Nowadays, Clang is the default compiler on the amd64, arm64, armv7, i386, macppc, octeon, powerpc64, and riscv64 platforms. It is also available in the sparc64 base system.
But then, why do we still need LLVM in the ports tree? As an aside, for those wondering why we need a compiler in the base system in the first place, Julio Merino wrote about this in his “Compilers in the (BSD) base system” post.
In the OpenBSD base system, we only build LLVM backends for a given architecture, so on amd64 and i386 we build LLVM’s X86 backend. The mapping we do between OpenBSD’s MACHINE_ARCH and LLVM_ARCH values can be found in gnu/usr.bin/clang/Makefile.arch.
Note that we also build the AMDGPU backend on platforms requiring it.
On an amd64 machine, the registered targets for the base compiler are:
$ clang --print-targets Registered Targets: amdgcn - AMD GCN GPUs r600 - AMD GPUs HD2XXX-HD6XXX x86 - 32-bit X86: Pentium-Pro and above x86-64 - 64-bit X86: EM64T and AMD64
And the ones for Clang installed from ports are:
$ clang-13 --print-targets Registered Targets: aarch64 - AArch64 (little endian) aarch64_32 - AArch64 (little endian ILP32) aarch64_be - AArch64 (big endian) amdgcn - AMD GCN GPUs arm - ARM arm64 - ARM64 (little endian) arm64_32 - ARM64 (little endian ILP32) armeb - ARM (big endian) avr - Atmel AVR Microcontroller bpf - BPF (host endian) bpfeb - BPF (big endian) bpfel - BPF (little endian) hexagon - Hexagon lanai - Lanai mips - MIPS (32-bit big endian) mips64 - MIPS (64-bit big endian) mips64el - MIPS (64-bit little endian) mipsel - MIPS (32-bit little endian) msp430 - MSP430 [experimental] nvptx - NVIDIA PTX 32-bit nvptx64 - NVIDIA PTX 64-bit ppc32 - PowerPC 32 ppc32le - PowerPC 32 LE ppc64 - PowerPC 64 ppc64le - PowerPC 64 LE r600 - AMD GPUs HD2XXX-HD6XXX riscv32 - 32-bit RISC-V riscv64 - 64-bit RISC-V sparc - Sparc sparcel - Sparc LE sparcv9 - Sparc V9 systemz - SystemZ thumb - Thumb thumbeb - Thumb (big endian) wasm32 - WebAssembly 32-bit wasm64 - WebAssembly 64-bit x86 - 32-bit X86: Pentium-Pro and above x86-64 - 64-bit X86: EM64T and AMD64 xcore - XCore
The devel/llvm port is built using CMake and Ninja, resulting in more efficient builds. On top of building all available LLVM backends, we also build:
- The Clang Static Analyzer and its companion tool scan-build
- Clang utilities (clang-format and clang-* tools)
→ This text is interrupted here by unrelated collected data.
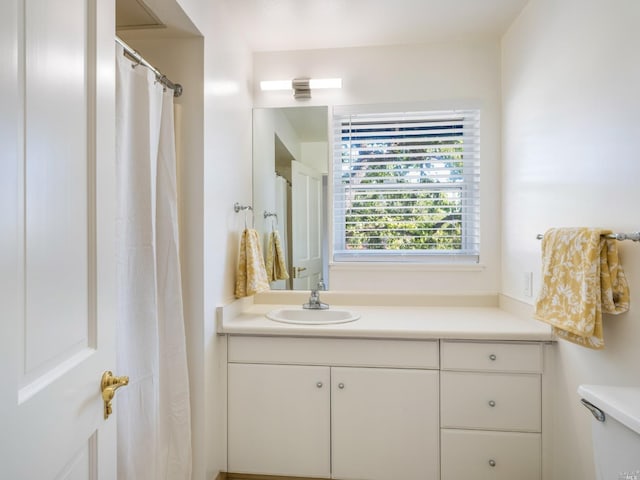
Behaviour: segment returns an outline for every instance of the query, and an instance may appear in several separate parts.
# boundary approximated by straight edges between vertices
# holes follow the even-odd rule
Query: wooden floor
[[[252,475],[249,473],[220,473],[216,480],[330,480],[328,478],[279,477],[274,475]]]

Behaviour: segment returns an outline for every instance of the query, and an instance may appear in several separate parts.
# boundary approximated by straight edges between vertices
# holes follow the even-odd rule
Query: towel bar
[[[640,232],[633,232],[633,233],[610,233],[609,235],[606,235],[607,238],[611,238],[612,240],[631,240],[632,242],[640,242]],[[536,238],[538,240],[542,240],[544,238],[544,235],[539,233],[538,235],[536,235]]]

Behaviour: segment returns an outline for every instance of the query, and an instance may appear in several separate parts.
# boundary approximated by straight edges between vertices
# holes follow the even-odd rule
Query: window
[[[478,262],[480,112],[334,111],[335,261]]]

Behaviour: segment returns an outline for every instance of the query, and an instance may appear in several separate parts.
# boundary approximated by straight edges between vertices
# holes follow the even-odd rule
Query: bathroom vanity
[[[349,307],[227,335],[228,471],[309,478],[543,478],[546,325],[487,307]]]

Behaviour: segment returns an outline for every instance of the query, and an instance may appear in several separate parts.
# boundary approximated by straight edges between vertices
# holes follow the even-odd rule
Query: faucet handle
[[[318,290],[326,290],[327,286],[324,284],[322,280],[318,282],[318,286],[316,287]]]

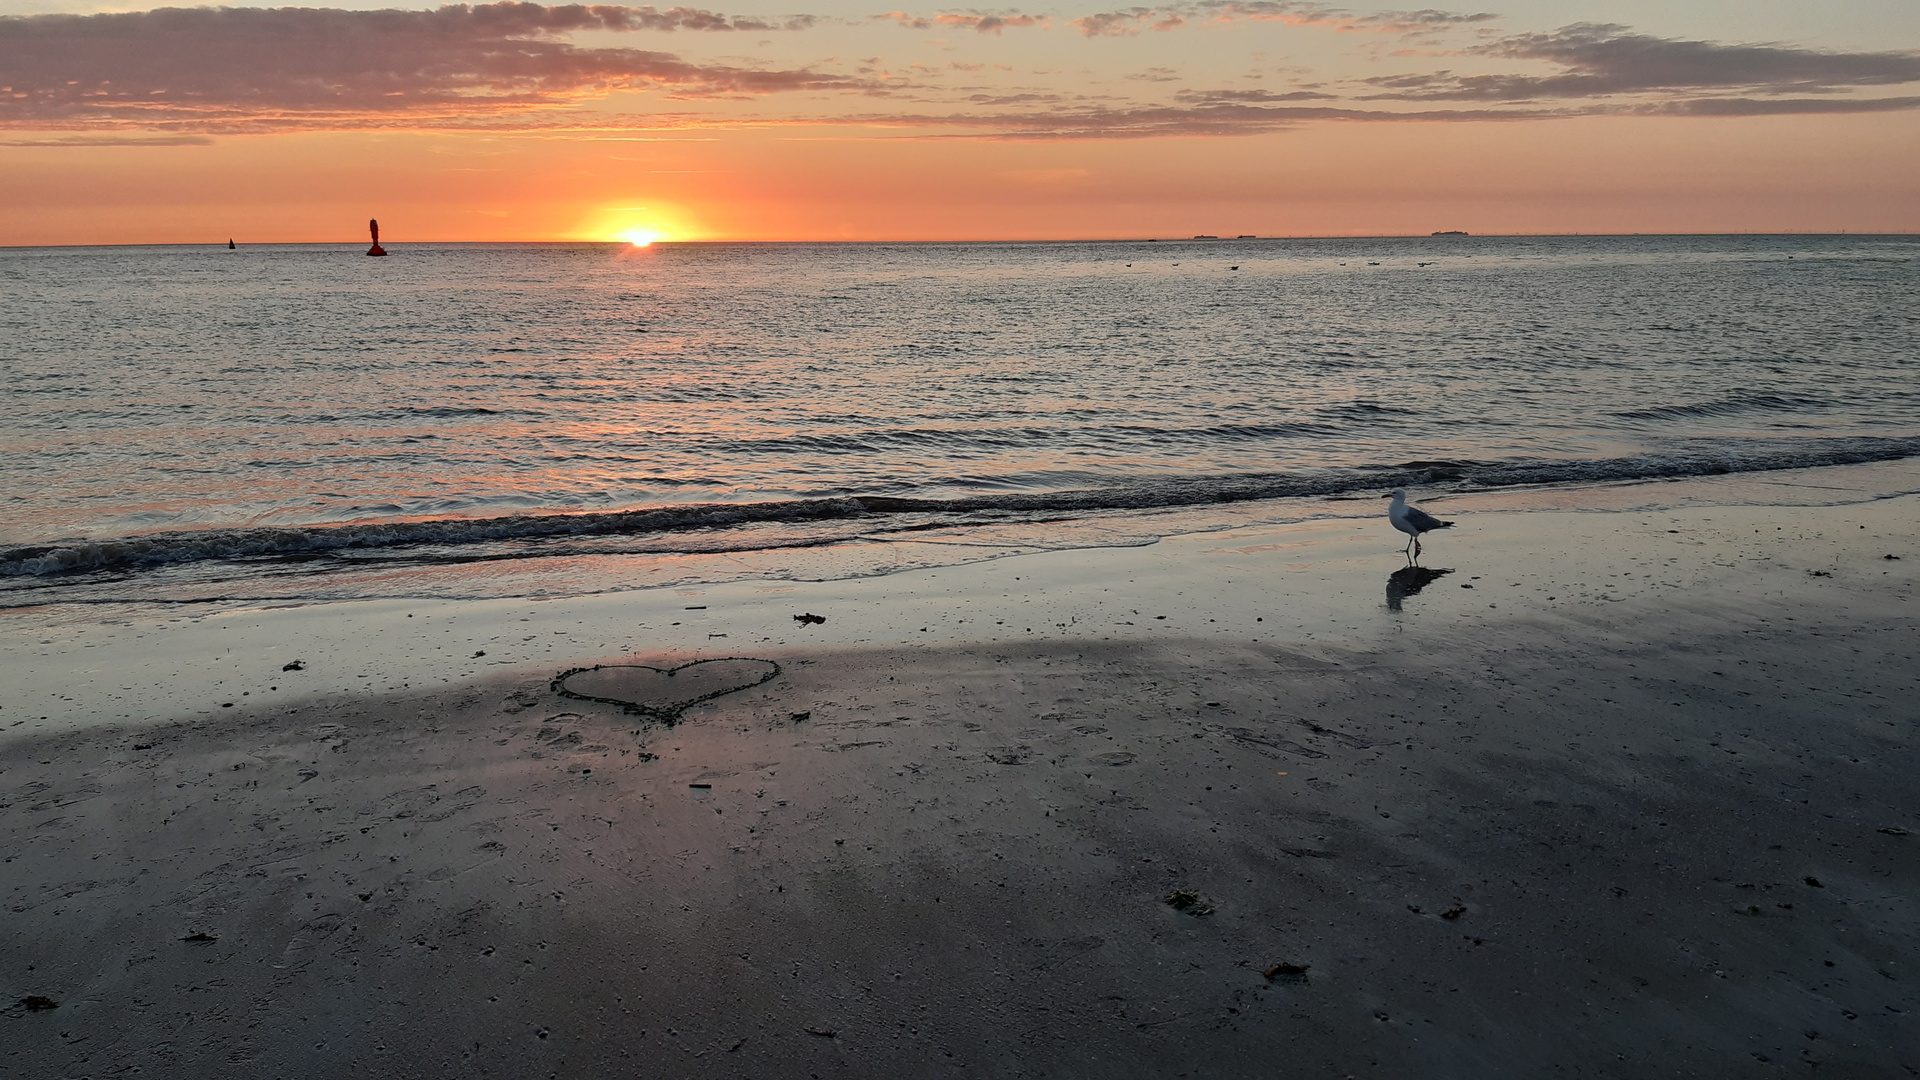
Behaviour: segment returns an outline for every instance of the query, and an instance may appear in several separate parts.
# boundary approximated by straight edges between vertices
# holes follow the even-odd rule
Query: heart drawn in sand
[[[703,701],[759,686],[778,674],[779,664],[743,656],[695,660],[670,668],[599,664],[555,675],[553,691],[581,701],[604,701],[671,724]]]

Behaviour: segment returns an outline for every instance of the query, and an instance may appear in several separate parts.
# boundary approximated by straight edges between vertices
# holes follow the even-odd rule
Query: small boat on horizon
[[[1467,230],[1465,229],[1446,229],[1441,232],[1436,232],[1433,235],[1435,236],[1468,236],[1471,234],[1468,233]]]

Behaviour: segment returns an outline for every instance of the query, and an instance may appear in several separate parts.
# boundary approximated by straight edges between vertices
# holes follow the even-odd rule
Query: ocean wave
[[[732,446],[761,454],[871,454],[885,451],[959,449],[1020,450],[1051,446],[1060,441],[1060,427],[1051,424],[956,427],[898,427],[854,429],[820,434],[785,435],[766,439],[737,439]],[[1311,422],[1265,424],[1211,424],[1176,427],[1144,423],[1109,423],[1080,429],[1092,442],[1120,445],[1199,445],[1275,438],[1324,437],[1339,434],[1332,424]]]
[[[495,351],[500,351],[500,350],[495,350]],[[512,351],[519,352],[520,350],[515,349]],[[519,410],[517,409],[489,409],[480,405],[468,405],[465,407],[455,406],[455,405],[426,405],[426,406],[415,405],[415,406],[404,406],[399,410],[399,412],[407,416],[432,416],[432,417],[499,416],[502,413],[518,412],[518,411]]]
[[[685,533],[780,522],[918,514],[993,521],[1033,513],[1096,513],[1203,506],[1377,491],[1410,484],[1467,487],[1594,483],[1708,476],[1889,461],[1920,455],[1920,437],[1743,440],[1685,445],[1657,454],[1595,459],[1406,461],[1297,473],[1156,477],[1065,491],[952,497],[848,495],[753,503],[702,503],[577,514],[217,529],[152,533],[0,550],[0,577],[49,577],[209,559],[316,556],[337,552],[567,537]],[[955,521],[964,524],[964,521]],[[751,545],[749,545],[751,546]]]
[[[1719,401],[1694,402],[1688,405],[1628,409],[1612,415],[1622,420],[1698,420],[1702,417],[1734,416],[1746,412],[1798,412],[1802,409],[1826,408],[1832,404],[1818,398],[1791,397],[1782,394],[1750,394]]]

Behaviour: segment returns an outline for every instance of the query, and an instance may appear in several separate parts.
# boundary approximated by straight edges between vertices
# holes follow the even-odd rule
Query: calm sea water
[[[11,249],[0,295],[9,606],[1920,454],[1912,237]]]

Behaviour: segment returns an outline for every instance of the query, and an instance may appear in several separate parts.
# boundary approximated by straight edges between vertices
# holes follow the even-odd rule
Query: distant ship
[[[1434,233],[1433,235],[1435,236],[1466,236],[1468,235],[1468,233],[1467,233],[1467,230],[1465,229],[1447,229],[1442,232]]]
[[[227,237],[227,250],[228,251],[233,250],[233,237],[231,236]]]
[[[1258,240],[1260,238],[1253,235],[1250,232],[1243,232],[1239,236],[1234,237],[1234,239],[1235,240]]]
[[[1219,238],[1219,237],[1217,237],[1217,236],[1207,236],[1207,235],[1205,235],[1205,234],[1203,233],[1203,234],[1201,234],[1201,235],[1199,235],[1199,236],[1196,236],[1196,237],[1194,237],[1194,239],[1195,239],[1195,240],[1218,240],[1218,239],[1220,239],[1220,238]]]
[[[380,222],[378,220],[367,222],[367,231],[373,233],[373,246],[367,249],[367,254],[385,255],[387,249],[380,246]]]

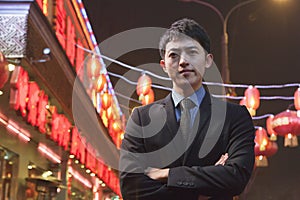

- LLVM utilities (LLVM binary utilities: llvm-ar, llvm-as, llvm-objcopy, llvm-objdump, etc.)
- Tools to process code coverage data (llvm-profdata and llvm-cov)
- Various other tools such as llc, lli, llvm-mc, llvm-mca, etc.
So in essence, we try to keep the base system LLVM somewhat minimal, and build additional features and tooling in the port version. This solution has worked well for us so far.
One last thing to note, we only build one version of LLVM in ports, which is kept in sync with the base version, so we do not ship packages for older (or newer) versions of LLVM.